Collinsworth’s idea paid off on Friday night when the two games she organized drew about 1,000 people who watched Stearns’ women’s alumni team beat Schenck 46-25, and Schenck’s team defeat the Stearns men 70-55.

The event, which was sponsored by the Brewer Federal Credit Union, raised $1,420, Collinsworth said. Spectators were asked to make $4 donations, plus there were concession sales.

“Oh, my God, this is awesome,” Collinsworth said. “This is a great turnout. I mean, there are people here that I don’t think have been in this gym since they graduated high school. Everybody’s here. People that don’t even have [friends or family] playing here right now are here.”

In addition to helping the schools’ athletic programs, Collinsworth wanted the games to draw the communities closer together as a demonstration that East Millinocket and Millinocket can work well together to achieve a common goal.

Stearns athletic director Fredy Lazo and superintendent Frank Boynton were grateful for the donation. Boynton said that while the Stearns varsity basketball program never was threatened by budget cuts last year, junior varsity basketball was discontinued for lack of participants and funding.
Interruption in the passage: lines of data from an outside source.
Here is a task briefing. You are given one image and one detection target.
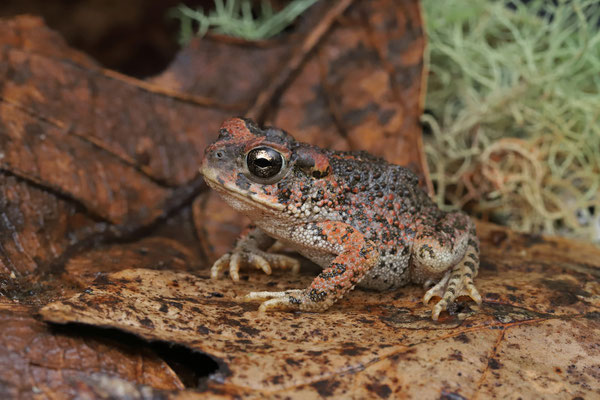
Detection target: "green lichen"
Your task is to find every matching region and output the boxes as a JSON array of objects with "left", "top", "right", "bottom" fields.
[
  {"left": 171, "top": 0, "right": 318, "bottom": 44},
  {"left": 422, "top": 0, "right": 600, "bottom": 243}
]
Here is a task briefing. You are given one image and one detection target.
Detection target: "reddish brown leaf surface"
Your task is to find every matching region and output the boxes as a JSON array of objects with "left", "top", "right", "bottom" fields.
[
  {"left": 193, "top": 191, "right": 251, "bottom": 263},
  {"left": 0, "top": 217, "right": 206, "bottom": 397},
  {"left": 0, "top": 15, "right": 223, "bottom": 282},
  {"left": 0, "top": 302, "right": 184, "bottom": 399},
  {"left": 0, "top": 173, "right": 98, "bottom": 277},
  {"left": 1, "top": 15, "right": 226, "bottom": 189},
  {"left": 274, "top": 0, "right": 427, "bottom": 172},
  {"left": 41, "top": 222, "right": 600, "bottom": 399}
]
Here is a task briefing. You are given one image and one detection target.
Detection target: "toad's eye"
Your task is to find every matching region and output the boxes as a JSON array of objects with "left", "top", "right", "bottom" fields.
[{"left": 245, "top": 147, "right": 284, "bottom": 180}]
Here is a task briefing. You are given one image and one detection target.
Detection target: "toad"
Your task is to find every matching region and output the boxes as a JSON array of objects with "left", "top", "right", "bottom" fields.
[{"left": 201, "top": 118, "right": 481, "bottom": 320}]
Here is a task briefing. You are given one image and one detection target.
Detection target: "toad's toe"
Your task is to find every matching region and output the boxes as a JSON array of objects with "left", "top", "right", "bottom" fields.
[
  {"left": 424, "top": 269, "right": 482, "bottom": 320},
  {"left": 210, "top": 250, "right": 300, "bottom": 282}
]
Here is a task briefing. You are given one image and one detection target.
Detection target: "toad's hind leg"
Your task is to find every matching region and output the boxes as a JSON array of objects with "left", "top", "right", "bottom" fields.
[
  {"left": 411, "top": 209, "right": 482, "bottom": 320},
  {"left": 423, "top": 237, "right": 481, "bottom": 320}
]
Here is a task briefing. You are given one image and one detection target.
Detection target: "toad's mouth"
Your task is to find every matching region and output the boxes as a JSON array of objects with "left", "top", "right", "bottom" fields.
[{"left": 201, "top": 168, "right": 285, "bottom": 213}]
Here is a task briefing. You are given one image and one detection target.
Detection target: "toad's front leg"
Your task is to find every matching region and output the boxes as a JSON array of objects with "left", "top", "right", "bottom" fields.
[
  {"left": 246, "top": 221, "right": 380, "bottom": 312},
  {"left": 211, "top": 226, "right": 300, "bottom": 282}
]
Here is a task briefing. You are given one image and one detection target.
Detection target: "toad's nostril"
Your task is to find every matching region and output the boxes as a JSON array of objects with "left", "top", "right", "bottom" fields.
[{"left": 215, "top": 151, "right": 224, "bottom": 159}]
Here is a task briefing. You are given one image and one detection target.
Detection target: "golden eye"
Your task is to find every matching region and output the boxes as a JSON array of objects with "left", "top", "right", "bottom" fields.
[{"left": 246, "top": 147, "right": 284, "bottom": 180}]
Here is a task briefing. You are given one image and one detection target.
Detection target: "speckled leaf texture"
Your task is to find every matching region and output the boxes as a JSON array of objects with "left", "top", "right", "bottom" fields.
[
  {"left": 0, "top": 1, "right": 598, "bottom": 399},
  {"left": 41, "top": 223, "right": 600, "bottom": 399}
]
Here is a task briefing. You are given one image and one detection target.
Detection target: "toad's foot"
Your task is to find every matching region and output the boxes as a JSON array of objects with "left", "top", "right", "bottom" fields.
[
  {"left": 244, "top": 290, "right": 306, "bottom": 312},
  {"left": 423, "top": 261, "right": 482, "bottom": 320},
  {"left": 244, "top": 289, "right": 338, "bottom": 312},
  {"left": 211, "top": 250, "right": 300, "bottom": 282}
]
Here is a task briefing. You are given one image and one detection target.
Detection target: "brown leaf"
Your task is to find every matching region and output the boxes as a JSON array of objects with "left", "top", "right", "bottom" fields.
[
  {"left": 40, "top": 222, "right": 600, "bottom": 398},
  {"left": 0, "top": 15, "right": 225, "bottom": 279},
  {"left": 0, "top": 173, "right": 100, "bottom": 278},
  {"left": 0, "top": 100, "right": 168, "bottom": 224},
  {"left": 149, "top": 35, "right": 292, "bottom": 109},
  {"left": 63, "top": 234, "right": 203, "bottom": 288},
  {"left": 166, "top": 0, "right": 428, "bottom": 178},
  {"left": 0, "top": 16, "right": 98, "bottom": 66},
  {"left": 193, "top": 191, "right": 251, "bottom": 263},
  {"left": 0, "top": 21, "right": 225, "bottom": 188},
  {"left": 0, "top": 302, "right": 184, "bottom": 399},
  {"left": 272, "top": 0, "right": 428, "bottom": 178}
]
Schenck High hasn’t cut any junior varsity or varsity sports, but the tennis program was almost cut last year, superintendent Quenten Clark said. Residents reinstated the program at last year’s town meeting. Sports programs might face cuts when the budget season begins in February.

“It comes down to what happens with the state subsidy,” Clark said Sunday, “and we don’t know what the needs of the town are.”

“It is wonderful that they did this,” Clark said of the alumni. “They are good people trying to help out. The money is not going to hire coaches and create a new program or anything like that but it will certainly help keep what we have going.”

The crowd was boisterous. Spectators Wakine Tanous and Miles Butler said that an event to draw the two towns closer has been needed for quite some time.

“The populations from both towns have been decreasing quite a bit over the last 10 to 15 years,” Tanous said. “I know that the [school] consolidation issue has been brought up several times over the years and hasn’t happened yet. We all know that. It’s something that more people are open to, this time.

“This is a way to start that consolidation process,” Tanous added.

Barbara Curtis watched the game while holding her grandson, newborn Reese McAvoy, in her arms and sitting next to his father, Troy McAvoy, and her daughter, Paige Curtis, who played for Stearns.

“All my kids are playing. All three of them,” Curtis said. “It makes me feel old.”

“You are,” Paige Curtis joked.

Collinsworth said she hopes to make the alumni fundraiser games an annual event and possibly organize other fundraisers, including softball and baseball games in the spring.